Come back Italian coffee bars. Last week we were down Memory Lane in Dimambros in Houghton le Spring with Norman Cuthbertson. Well Ethel Dobson and Mary Miller were there too. Mary, who now lives in Durham, was a regular in the 50s "the days when we soaked our petticoats in sugar solution to make them stick out more " she says tantalisingly on my answer machine, "We would drink frothy coffee and, like Norman Cuthbertson and his ha'penny cornets, make one last all afternoon."
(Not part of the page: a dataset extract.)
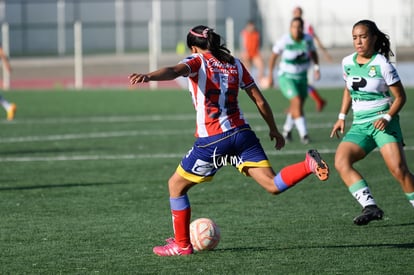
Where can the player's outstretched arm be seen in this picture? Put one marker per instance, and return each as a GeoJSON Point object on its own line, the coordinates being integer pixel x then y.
{"type": "Point", "coordinates": [166, 73]}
Ethel Dobson, of Bishop Auckland went to Houghton le Spring Grammar School. "We would call in Dimambro's when afternoon school finished and crush into a cubicle to natter for ages about really important matters - such as what had happened that day and who we were going out with. Or, we would arrange to meet before going to one of the three cinemas in Houghton, trying to get to the cinema early to get the double seat."
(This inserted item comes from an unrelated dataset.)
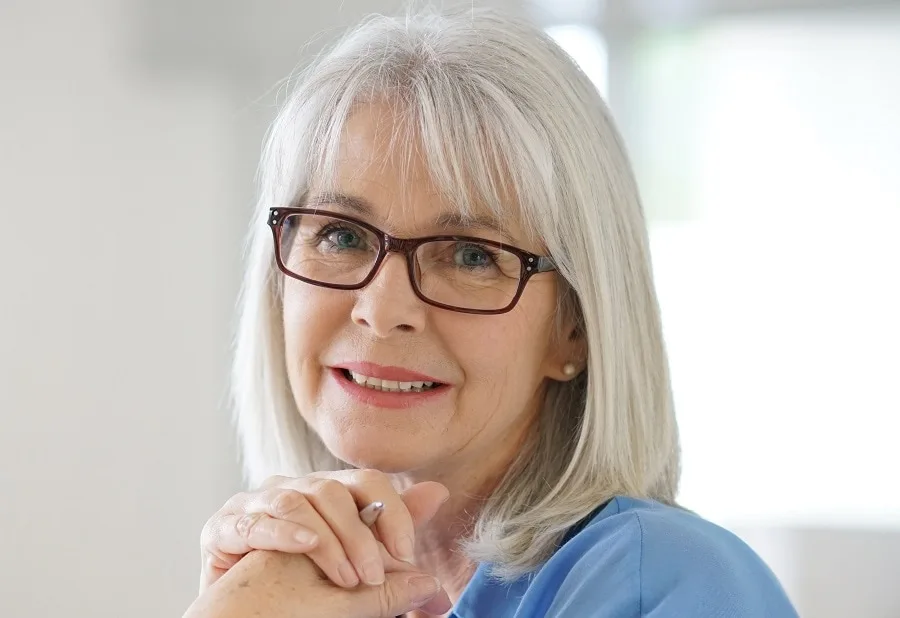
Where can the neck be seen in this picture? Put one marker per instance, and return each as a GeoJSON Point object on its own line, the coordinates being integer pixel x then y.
{"type": "Point", "coordinates": [470, 482]}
Diana Simpson, of Darlington, remembers visiting an older cousin in Newcastle and going to an Italian coffee bar in the city centre where youngsters could sit all evening for a price of a coffee. "At the time, I thought it was terribly sophisticated," she says, "but looking back, I realise how friendly and kind the proprietors were. They made teenagers welcome and certainly not for the money they got out of them. I can't think of anywhere these days that would be so welcoming for so little reward.